Once it's generated, I load this file inside an Internal table within Synapse Analytics table using Polybase.

Here my results with different configuration :

  • DW100c / smallrc = 3h52
  • DW400c / smallrc = 1h50
  • DW400c / xlargerc = 1h58
  • DW1000c / xlargerc = 0h50
  • DW1500c / xlargerc = 0h42

When I look at Storage Account ingress/egress, I saw activity during a few minutes (maybe for copying the ORC files between Synapse nodes) ...... then Synapse resources begin to be stressed. I saw CPU activity for a while then memory increase slowly, slowy, ...

Here memory (red) and CPU max % (blue) example :

enter image description here

Do I need to scale up again ? I don't think this is a pb of network througput.

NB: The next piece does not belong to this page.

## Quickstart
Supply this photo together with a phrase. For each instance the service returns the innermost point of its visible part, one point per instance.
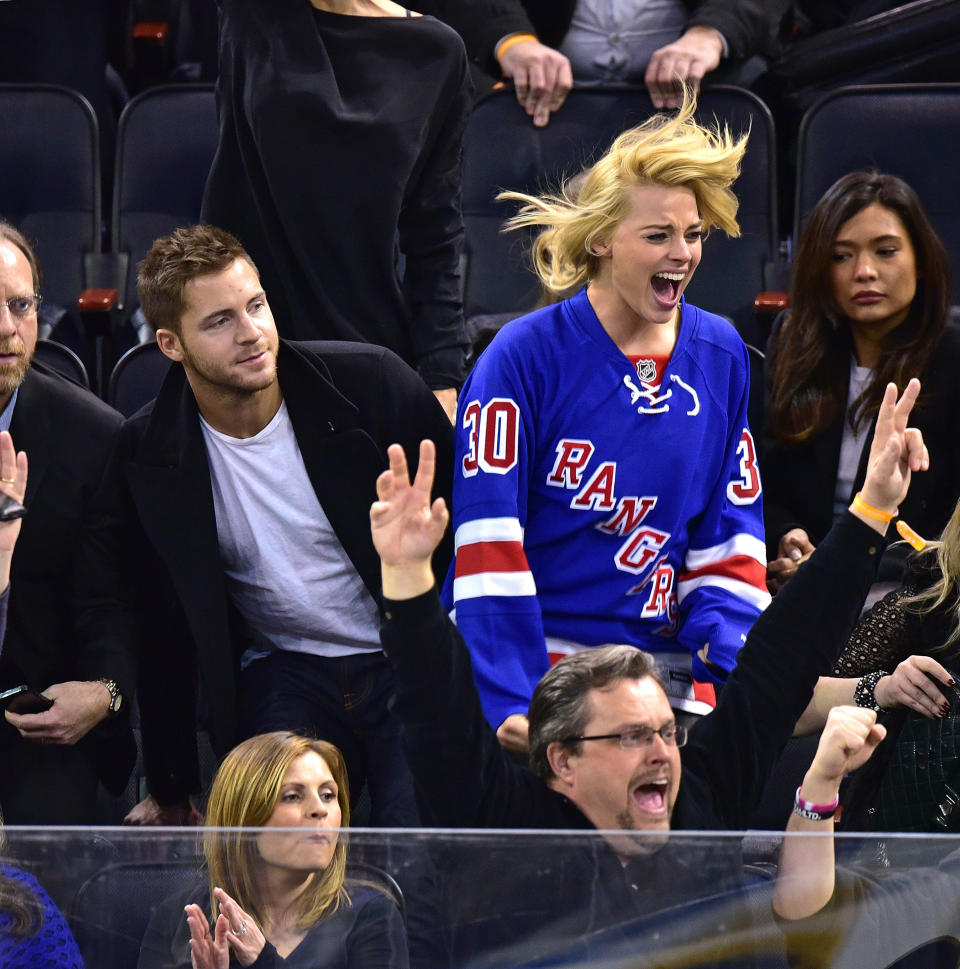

Or maybe a configuration problem ? In regard of Polybase I doesn't understand why this is so slow. Polybase is suppose to ingest TB of ORC data quickly !

BR, A.

Edit: DWU usage

enter image description here

alxsbn
  • 340
  • 2
  • 14
  • Can you post your code? – GregGalloway Apr 14 '20 at 01:38
  • @GregGalloway it's SELECT INTO FROM an external table. We are using Managed Service identity (SCOPE CREDENTIAL) on an EXTERNAL DATA SOURCE. My EXTERNAL FILE FORMAT is using ORC and Snappy – alxsbn Apr 14 '20 at 06:38
  • so no CAST functions? What are data types? Did you choose the minimum string widths possible? – GregGalloway Apr 14 '20 at 06:42
  • We are using NVARCHAR with max values since this is unstructured data – alxsbn Apr 14 '20 at 14:28
  • meaning you are importing JSON data or something that may be arbitrary length and you will parse it later in a stored proc? It may be worth a test to profile the max actual length and see if shrinking the width of the string columns will improve loading performance. I’m worried that the internal data movement buffers will be sized to allow wide data and will perform worse than regularly sized columns. At least that is a common best practice in Azure DW that is well documented. – GregGalloway Apr 14 '20 at 14:35
  • It's arbitrary. This is unstructured big data use case. Do have reference about performance linked to column length ? – alxsbn Apr 14 '20 at 18:13
  • https://learn.microsoft.com/en-us/azure/synapse-analytics/sql-data-warehouse/sql-data-warehouse-best-practices#use-the-smallest-possible-column-size – GregGalloway Apr 14 '20 at 19:21

1 Answers1

0

There are a couple of things you can try. Azure Synapse Analytics (formerly known as Azure SQL Data Warehosue) has a concept of readers and writers tied to the DWU. I can't find a current version of this documentation, but some old gen1 docs I have indicates DWU1500 has 120 readers. This strongly suggests you should split your one big file up into many files.

I would do some experiments, starting at 10, ie 10 files of 1.2GB each and work up until you find an optimal setting for your workload. I would say I have not tested this with ORC files not it's not clear to me if the ORC format is already inherently partitioned. Try it and see.

You can also try CTAS (if you're not already using it). This will also take advantage of Synapse's ability to parallelise work.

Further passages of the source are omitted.